Desde o anúncio da escolha da cidade como sede das Olimpíadas de 2016, a especulação imobiliária elevou de 10% a 20% o preço, já reajustado, dos imóveis na Barra. A alta se explica pelo total de projetos de infraestrutura que deverão melhorar a rede de transporte público do bairro, duplicar vias e aprimorar o sistema de saneamento. Entre as promessas, o T-5, corredor expresso para ônibus na Barra, que ligará o bairro à Penha, e outra via expressa (para ônibus e carros de passeio) entre a Barra e Deodoro. No ponto final das duas linhas, o terminal rodoviário Alvorada.

À época da confirmação do Rio como sede dos Jogos Olímpicos, a imprensa local chegou até a divulgar que haveria filas de espera para aquisição de imóveis empreendidos na Avenida Abelardo Bueno, onde será erguido o Parque Olímpico. Outras vias que deverão impulsionar o mercado imobiliário são as avenidas das Américas e Salvador Allende, a serem ampliadas e mais facilmente acessadas com a chegada da linha 4 do Metrô.

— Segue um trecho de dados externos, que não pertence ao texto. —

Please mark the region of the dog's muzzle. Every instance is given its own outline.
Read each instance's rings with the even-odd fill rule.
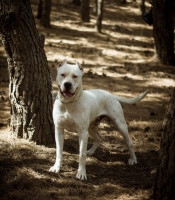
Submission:
[[[64,83],[64,90],[61,91],[61,88],[60,88],[60,91],[61,91],[61,94],[65,97],[65,98],[71,98],[74,96],[75,93],[72,93],[71,92],[71,89],[72,89],[72,84],[69,83],[69,82],[65,82]]]

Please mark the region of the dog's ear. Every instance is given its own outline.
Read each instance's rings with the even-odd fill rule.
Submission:
[[[76,61],[76,64],[78,65],[79,69],[83,72],[83,67],[82,67],[82,65],[81,65],[78,61]],[[84,72],[83,72],[83,73],[84,73]]]
[[[63,66],[65,63],[67,63],[66,59],[64,59],[62,62],[59,63],[58,68],[61,67],[61,66]]]

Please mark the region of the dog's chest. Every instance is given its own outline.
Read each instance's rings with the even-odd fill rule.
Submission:
[[[79,120],[77,119],[77,113],[74,110],[66,109],[65,106],[60,106],[59,104],[54,106],[53,111],[54,123],[58,124],[71,132],[77,132],[79,127]]]

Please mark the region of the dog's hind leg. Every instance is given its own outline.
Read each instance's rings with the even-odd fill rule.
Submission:
[[[112,106],[111,105],[108,106],[108,113],[109,117],[113,120],[115,126],[118,128],[118,131],[123,135],[127,143],[130,153],[128,164],[129,165],[137,164],[137,158],[135,156],[133,143],[129,136],[128,126],[126,124],[121,105],[118,102],[113,102]]]
[[[90,127],[89,127],[89,134],[93,137],[94,142],[92,147],[87,151],[87,155],[88,156],[92,156],[96,149],[100,146],[100,143],[102,142],[102,138],[100,136],[100,134],[98,133],[98,125],[99,125],[100,121],[95,121],[93,122]]]

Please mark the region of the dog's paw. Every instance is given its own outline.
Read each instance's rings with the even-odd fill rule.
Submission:
[[[58,173],[59,171],[60,171],[60,165],[56,165],[56,164],[49,169],[49,172]]]
[[[87,180],[86,169],[78,170],[76,178],[78,178],[78,179],[80,179],[82,181]]]
[[[129,158],[128,164],[129,164],[129,165],[137,164],[137,158],[136,158],[136,157],[134,157],[134,158]]]

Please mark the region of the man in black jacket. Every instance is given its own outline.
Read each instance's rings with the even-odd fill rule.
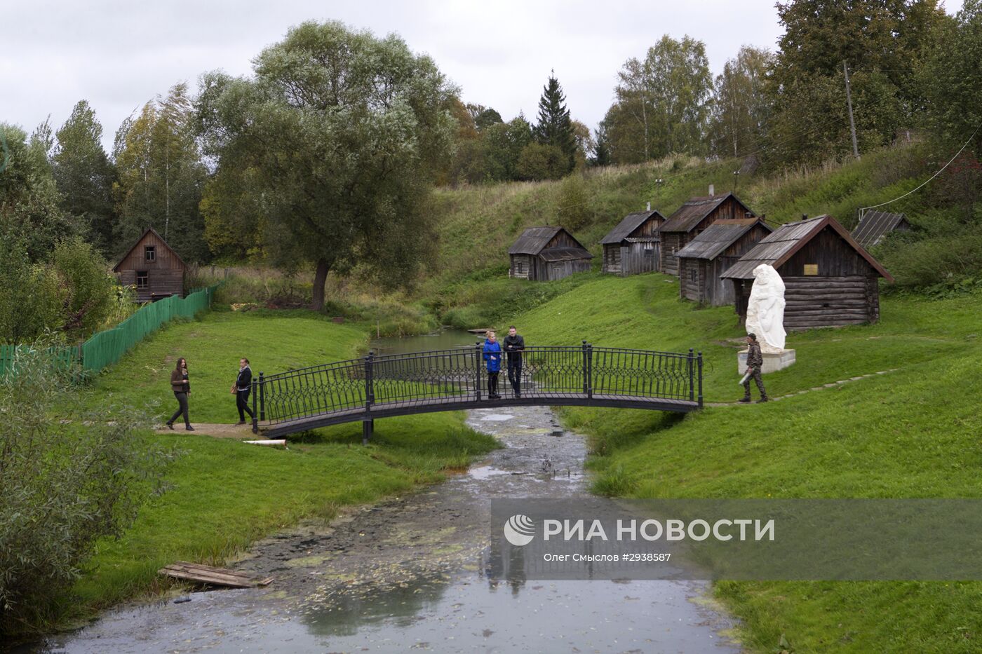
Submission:
[[[508,328],[505,337],[505,352],[508,354],[508,381],[512,383],[515,397],[521,397],[521,353],[525,351],[525,339],[518,336],[515,325]]]
[[[248,394],[252,390],[252,370],[247,358],[239,359],[239,376],[236,377],[236,407],[239,409],[239,424],[246,424],[246,413],[255,419],[255,413],[248,407]]]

Nas proximidades do autódromo de Jacarepaguá, onde será construído um dos complexos olímpicos, agentes do setor vislumbram forte valorização dos conjuntos de escritórios já instalados, e perspectiva de lançamentos, com necessidade de um novo plano urbanístico. Novos núcleos em torno dos centros esportivos deverão ser criados, valorizando os terrenos nessas regiões. Outros pólos de investimentos serão os bairros de Deodoro, Copacabana e área em torno do Maracanã.

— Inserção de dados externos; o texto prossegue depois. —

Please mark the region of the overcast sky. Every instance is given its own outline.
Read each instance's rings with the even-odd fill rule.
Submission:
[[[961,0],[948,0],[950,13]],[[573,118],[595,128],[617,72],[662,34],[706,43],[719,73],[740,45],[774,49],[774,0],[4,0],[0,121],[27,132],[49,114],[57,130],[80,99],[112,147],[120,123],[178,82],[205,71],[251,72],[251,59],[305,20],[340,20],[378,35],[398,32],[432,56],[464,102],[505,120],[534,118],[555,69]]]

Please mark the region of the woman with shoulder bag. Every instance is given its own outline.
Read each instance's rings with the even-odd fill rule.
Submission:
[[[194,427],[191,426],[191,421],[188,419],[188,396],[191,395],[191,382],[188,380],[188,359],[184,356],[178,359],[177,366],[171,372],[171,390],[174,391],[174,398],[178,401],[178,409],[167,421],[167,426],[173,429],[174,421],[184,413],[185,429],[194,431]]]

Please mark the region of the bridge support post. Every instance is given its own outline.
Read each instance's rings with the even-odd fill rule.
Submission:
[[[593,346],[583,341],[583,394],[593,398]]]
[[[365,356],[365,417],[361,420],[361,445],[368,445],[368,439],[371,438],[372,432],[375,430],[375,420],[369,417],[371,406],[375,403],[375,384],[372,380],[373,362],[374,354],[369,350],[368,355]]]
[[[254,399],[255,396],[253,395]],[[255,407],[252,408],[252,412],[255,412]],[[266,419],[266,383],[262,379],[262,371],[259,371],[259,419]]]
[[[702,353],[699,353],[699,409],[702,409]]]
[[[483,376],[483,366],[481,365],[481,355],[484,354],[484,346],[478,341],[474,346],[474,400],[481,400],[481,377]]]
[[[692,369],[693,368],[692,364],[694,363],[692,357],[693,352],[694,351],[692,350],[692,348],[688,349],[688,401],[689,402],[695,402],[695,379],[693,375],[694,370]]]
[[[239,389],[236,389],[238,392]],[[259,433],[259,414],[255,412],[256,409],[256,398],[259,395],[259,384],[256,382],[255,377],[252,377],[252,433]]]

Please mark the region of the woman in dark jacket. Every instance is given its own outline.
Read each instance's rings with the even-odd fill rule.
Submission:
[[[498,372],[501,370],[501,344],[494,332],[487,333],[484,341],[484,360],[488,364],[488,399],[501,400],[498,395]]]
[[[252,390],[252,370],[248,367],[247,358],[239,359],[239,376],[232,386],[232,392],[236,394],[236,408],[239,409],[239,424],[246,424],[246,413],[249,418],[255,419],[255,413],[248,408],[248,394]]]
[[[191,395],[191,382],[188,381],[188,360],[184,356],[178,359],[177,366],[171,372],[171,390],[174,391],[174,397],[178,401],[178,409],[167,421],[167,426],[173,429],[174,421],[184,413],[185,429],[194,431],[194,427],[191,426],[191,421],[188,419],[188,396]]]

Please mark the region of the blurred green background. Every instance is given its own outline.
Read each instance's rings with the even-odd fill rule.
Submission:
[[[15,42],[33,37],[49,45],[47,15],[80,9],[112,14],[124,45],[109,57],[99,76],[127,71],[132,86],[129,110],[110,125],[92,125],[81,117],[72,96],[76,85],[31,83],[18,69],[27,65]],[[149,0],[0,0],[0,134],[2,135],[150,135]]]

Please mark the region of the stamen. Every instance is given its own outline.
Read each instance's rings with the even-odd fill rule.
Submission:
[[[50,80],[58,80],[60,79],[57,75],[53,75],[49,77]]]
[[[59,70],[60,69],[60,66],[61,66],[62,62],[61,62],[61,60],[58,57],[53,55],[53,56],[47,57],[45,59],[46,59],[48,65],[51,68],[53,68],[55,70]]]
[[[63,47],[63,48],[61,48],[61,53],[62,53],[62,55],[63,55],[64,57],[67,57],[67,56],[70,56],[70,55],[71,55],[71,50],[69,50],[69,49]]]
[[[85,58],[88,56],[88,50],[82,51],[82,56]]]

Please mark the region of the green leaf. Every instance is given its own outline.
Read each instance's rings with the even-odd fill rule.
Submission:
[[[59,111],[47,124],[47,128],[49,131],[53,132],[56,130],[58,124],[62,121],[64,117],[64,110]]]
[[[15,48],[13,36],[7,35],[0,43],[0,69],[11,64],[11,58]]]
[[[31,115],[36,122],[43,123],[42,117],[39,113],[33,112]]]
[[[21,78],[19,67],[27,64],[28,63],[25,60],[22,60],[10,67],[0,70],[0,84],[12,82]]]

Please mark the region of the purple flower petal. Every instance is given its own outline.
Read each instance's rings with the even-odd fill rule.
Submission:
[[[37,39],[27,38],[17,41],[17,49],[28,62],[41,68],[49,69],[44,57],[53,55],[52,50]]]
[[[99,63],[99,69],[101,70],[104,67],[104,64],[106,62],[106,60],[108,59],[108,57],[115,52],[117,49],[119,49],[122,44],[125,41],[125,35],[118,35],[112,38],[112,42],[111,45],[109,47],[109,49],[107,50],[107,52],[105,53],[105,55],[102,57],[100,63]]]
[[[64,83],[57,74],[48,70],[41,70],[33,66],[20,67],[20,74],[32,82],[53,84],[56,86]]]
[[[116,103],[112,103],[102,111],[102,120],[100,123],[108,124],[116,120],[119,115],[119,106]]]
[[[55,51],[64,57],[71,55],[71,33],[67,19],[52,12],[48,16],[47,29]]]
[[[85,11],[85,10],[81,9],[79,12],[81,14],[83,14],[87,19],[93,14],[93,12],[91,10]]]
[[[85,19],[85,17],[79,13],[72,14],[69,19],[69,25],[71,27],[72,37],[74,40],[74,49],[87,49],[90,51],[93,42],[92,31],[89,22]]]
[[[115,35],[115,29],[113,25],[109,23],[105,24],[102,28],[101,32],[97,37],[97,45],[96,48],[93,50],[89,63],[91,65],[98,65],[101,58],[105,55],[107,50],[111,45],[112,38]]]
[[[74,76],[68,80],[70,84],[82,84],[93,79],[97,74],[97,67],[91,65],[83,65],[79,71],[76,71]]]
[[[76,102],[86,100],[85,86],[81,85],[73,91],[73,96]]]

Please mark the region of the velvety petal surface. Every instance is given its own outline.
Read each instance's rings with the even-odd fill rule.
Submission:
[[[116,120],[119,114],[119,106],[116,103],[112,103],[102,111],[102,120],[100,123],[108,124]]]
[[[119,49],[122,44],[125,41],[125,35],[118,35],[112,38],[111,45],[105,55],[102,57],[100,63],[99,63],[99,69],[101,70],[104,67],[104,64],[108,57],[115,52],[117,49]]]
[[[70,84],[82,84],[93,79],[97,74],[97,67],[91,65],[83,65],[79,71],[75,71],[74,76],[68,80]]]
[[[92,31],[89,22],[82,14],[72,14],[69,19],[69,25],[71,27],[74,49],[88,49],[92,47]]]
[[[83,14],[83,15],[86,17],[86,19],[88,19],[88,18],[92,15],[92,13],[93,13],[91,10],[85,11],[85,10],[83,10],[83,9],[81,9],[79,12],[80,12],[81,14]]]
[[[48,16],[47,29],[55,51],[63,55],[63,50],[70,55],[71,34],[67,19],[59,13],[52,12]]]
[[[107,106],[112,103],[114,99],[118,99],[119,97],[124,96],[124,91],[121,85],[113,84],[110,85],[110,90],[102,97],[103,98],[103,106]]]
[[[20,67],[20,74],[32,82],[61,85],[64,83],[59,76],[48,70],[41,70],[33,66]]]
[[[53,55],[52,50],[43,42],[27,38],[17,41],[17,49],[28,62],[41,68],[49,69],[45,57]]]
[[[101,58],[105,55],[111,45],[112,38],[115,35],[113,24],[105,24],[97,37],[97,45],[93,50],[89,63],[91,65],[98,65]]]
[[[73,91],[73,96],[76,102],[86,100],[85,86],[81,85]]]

Mesmo com todos esses anúncios, Roberto Kauffmann, presidente do Sinduscon-Rio (Sindicato da Indústria da Construção Civil no Rio de Janeiro), analisa, com cautela, o aquecimento dos preços dos imóveis. “A Barra da Tijuca já é uma das principais áreas de intensa expansão imobiliária no Rio.”

Pós-Jogos
O estudo da FIA analisou que o setor de serviços imobiliários e aluguel tende a concentrar 20,1% de toda a movimentação da economia na década seguinte aos jogos, entre 2017 e 2027. Os principais segmentos beneficiados serão, de acordo com a pesquisa, os negócios de compra, venda e aluguel dos apartamentos das vilas olímpicas – inicialmente financiados pela Caixa Econômica Federal e, depois, vendidos para pessoas físicas.